Let me begin with my conclusion. Throughout the financial crisis, the global financial market infrastructure has stood up very well and has helped to prevent the enormous uncertainty in the financial system from becoming even more pronounced. This favourable assessment applies to the payment and settlement systems in Switzerland as well as to global financial market infrastructure. Ladies and gentlemen, this is not an achievement we should take for granted. It is mainly due to the fact that, in the years prior to the crisis, the financial sector has invested a great deal in enhancing financial market infrastructure.



In Switzerland, for example, a fully integrated infrastructure for trading, clearing and settling financial market transactions has been in place for many years. The core elements of this infrastructure, known as the Swiss Value Chain, are the Swiss stock exchange, the SECOM securities settlement system, the x-clear central counterparty and the SIC  payment system. Integration of these infrastructures makes it possible, first, to standardise and automate the processes, which leads to considerable gains in efficiency. Second, risks relating to the technical aspects of the settlement process can be largely eliminated.



At the level of the global financial market infrastructure, the most important innovation of recent years has most certainly been the development of Continuous Linked Settlement (CLS). This system has been in place for some years and enables foreign exchange transactions to be settled almost free of risk. In particular, CLS allows to eliminate principal risk, which is often referred to as Herstatt risk.


This is the risk that one of the parties to a foreign exchange transaction meets its obligations, yet does not receive the countercurrency.
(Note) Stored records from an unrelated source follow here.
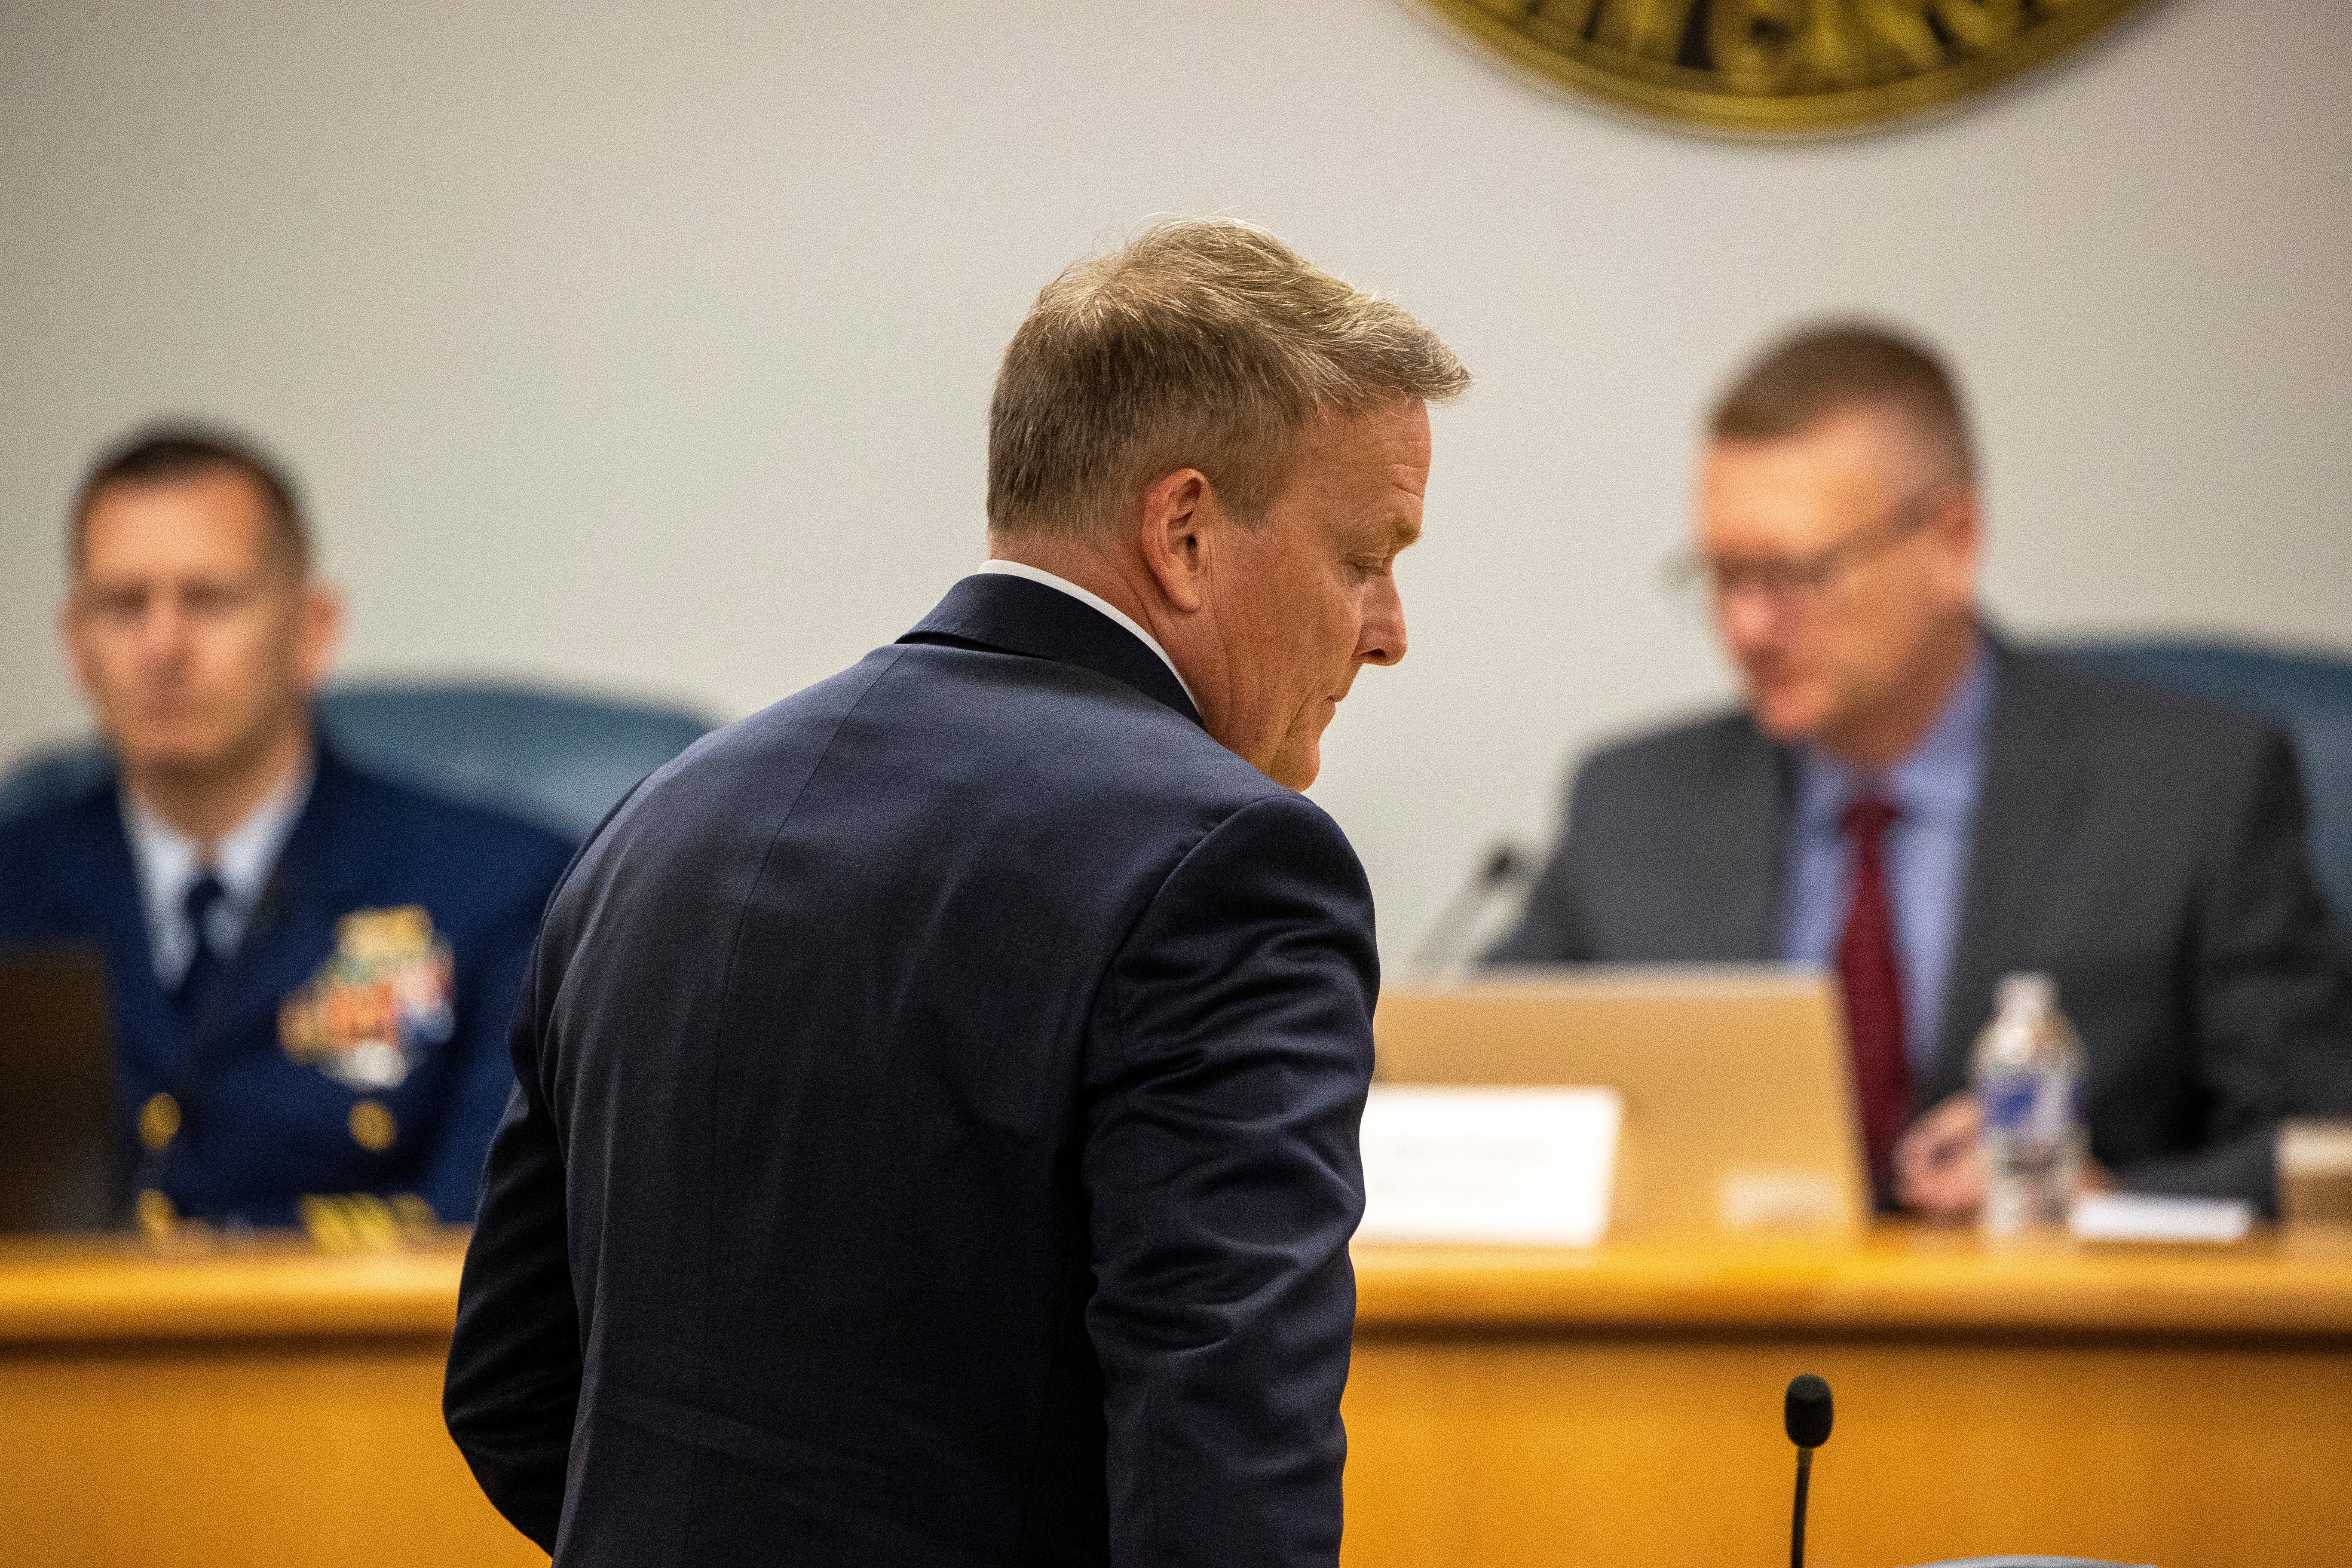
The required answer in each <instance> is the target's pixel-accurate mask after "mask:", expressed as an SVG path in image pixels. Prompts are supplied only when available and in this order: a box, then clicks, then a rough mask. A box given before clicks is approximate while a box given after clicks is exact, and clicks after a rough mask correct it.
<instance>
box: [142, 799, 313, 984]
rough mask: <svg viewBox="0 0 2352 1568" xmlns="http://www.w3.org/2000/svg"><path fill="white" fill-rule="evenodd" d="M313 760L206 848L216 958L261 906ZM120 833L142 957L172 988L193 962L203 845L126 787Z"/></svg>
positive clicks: (160, 977) (292, 830)
mask: <svg viewBox="0 0 2352 1568" xmlns="http://www.w3.org/2000/svg"><path fill="white" fill-rule="evenodd" d="M315 776H318V762H315V757H313V755H310V752H303V759H301V762H299V764H296V766H292V769H287V776H285V778H280V780H278V788H273V790H270V792H268V795H266V797H261V804H256V806H254V809H252V811H247V813H245V820H242V823H238V825H235V827H230V830H228V832H223V835H221V839H219V842H216V844H214V846H212V875H214V877H219V879H221V893H223V898H221V903H219V905H214V910H212V919H209V922H207V924H209V926H212V931H209V940H212V945H214V950H216V952H233V950H235V945H238V940H240V938H242V936H245V924H247V922H249V919H252V914H254V905H256V903H261V889H263V884H268V877H270V870H273V867H275V865H278V851H282V849H285V842H287V837H289V835H292V832H294V823H296V820H299V818H301V809H303V804H308V799H310V780H313V778H315ZM120 799H122V832H125V837H129V842H132V860H134V863H136V865H139V903H141V910H143V914H146V929H148V954H151V957H153V959H155V976H158V978H160V980H162V983H165V985H167V987H172V985H179V976H181V973H186V969H188V959H193V957H195V933H193V931H191V929H188V917H186V903H188V889H191V886H195V879H198V877H200V875H202V872H205V846H202V844H200V842H195V839H191V837H188V835H183V832H181V830H179V827H174V825H172V823H167V820H165V818H162V816H160V813H158V811H155V809H153V806H148V804H146V802H143V799H139V795H136V792H134V790H132V788H129V785H127V783H125V785H122V790H120Z"/></svg>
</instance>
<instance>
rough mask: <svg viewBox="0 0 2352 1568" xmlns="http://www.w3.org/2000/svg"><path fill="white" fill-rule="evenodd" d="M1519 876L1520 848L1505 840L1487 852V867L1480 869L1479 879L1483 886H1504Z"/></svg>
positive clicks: (1486, 852) (1486, 864)
mask: <svg viewBox="0 0 2352 1568" xmlns="http://www.w3.org/2000/svg"><path fill="white" fill-rule="evenodd" d="M1517 875H1519V846H1517V844H1512V842H1508V839H1505V842H1503V844H1496V846H1494V849H1489V851H1486V865H1482V867H1479V872H1477V879H1479V884H1482V886H1503V884H1505V882H1510V879H1512V877H1517Z"/></svg>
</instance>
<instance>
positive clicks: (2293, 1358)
mask: <svg viewBox="0 0 2352 1568" xmlns="http://www.w3.org/2000/svg"><path fill="white" fill-rule="evenodd" d="M1355 1265H1357V1293H1359V1295H1357V1340H1355V1373H1352V1378H1350V1382H1348V1403H1345V1410H1348V1434H1350V1448H1348V1540H1345V1549H1343V1554H1341V1561H1343V1563H1345V1568H1388V1566H1392V1563H1414V1566H1416V1568H1451V1566H1463V1568H1468V1566H1472V1563H1475V1566H1479V1568H1494V1566H1501V1563H1512V1566H1536V1563H1578V1566H1581V1568H1609V1566H1613V1563H1773V1561H1785V1559H1788V1507H1790V1488H1792V1481H1795V1450H1792V1448H1790V1443H1788V1439H1785V1436H1783V1432H1780V1396H1783V1389H1785V1387H1788V1380H1790V1378H1792V1375H1797V1373H1820V1375H1823V1378H1828V1380H1830V1385H1832V1389H1835V1394H1837V1429H1835V1434H1832V1439H1830V1443H1828V1446H1825V1448H1823V1450H1820V1458H1818V1460H1816V1465H1813V1502H1811V1549H1809V1554H1806V1561H1811V1563H1820V1566H1823V1568H1839V1566H1886V1563H1919V1561H1931V1559H1955V1556H1980V1554H1992V1552H2049V1554H2079V1556H2105V1559H2117V1561H2126V1563H2164V1566H2166V1568H2199V1566H2209V1563H2211V1566H2213V1568H2223V1566H2263V1568H2298V1566H2305V1563H2307V1566H2312V1568H2321V1566H2326V1568H2340V1566H2343V1563H2352V1239H2343V1237H2291V1239H2284V1241H2281V1239H2277V1237H2260V1239H2256V1241H2249V1244H2244V1246H2237V1248H2216V1251H2187V1248H2164V1251H2157V1248H2079V1246H2072V1244H2067V1241H2063V1239H2056V1241H2044V1244H2037V1246H2020V1248H2013V1251H2004V1253H1987V1251H1985V1248H1980V1246H1978V1241H1976V1239H1973V1237H1966V1234H1950V1232H1917V1229H1905V1227H1891V1229H1882V1232H1877V1234H1872V1237H1870V1241H1867V1244H1863V1246H1853V1248H1806V1246H1740V1248H1729V1246H1715V1248H1599V1251H1595V1253H1548V1251H1463V1248H1385V1246H1383V1248H1371V1246H1367V1248H1357V1258H1355Z"/></svg>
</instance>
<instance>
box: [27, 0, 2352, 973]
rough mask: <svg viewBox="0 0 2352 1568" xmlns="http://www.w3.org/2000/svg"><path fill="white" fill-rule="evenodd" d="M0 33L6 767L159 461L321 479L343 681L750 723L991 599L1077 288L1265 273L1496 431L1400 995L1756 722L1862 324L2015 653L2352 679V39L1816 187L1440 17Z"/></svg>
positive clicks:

Herstatt risk is thus a traditional counterparty risk.

He then reviews how the payment system was under stress after Lehman crisis but managed to ride the crisis. There were hardly any crisis as far as payment systems are concerned. However, there were different kinds of concerns as Lehman had equity stakes in many payment system companies. This is one concern he says we should address. Second concern is working on payment systems in growing financial  markets like OTC derivatives.

He finally reflects on regulation vs self-regulation debate and says we need a right balance.

Interesting aspect of the crisis.

Actually he covers one of the most under-reported and unglamorous part of the financial system – Back-office. Typically a fin firm activity is divided in 3 areas- front office (dealing in securities, offering loans, taking deposits etc), mid-office (risk management, research etc) and back-office (looks at settlement and payment issues). Back-office jobs are usually the least wanted and least known. However, it is the backbone of any firm and is mostly a thankless job.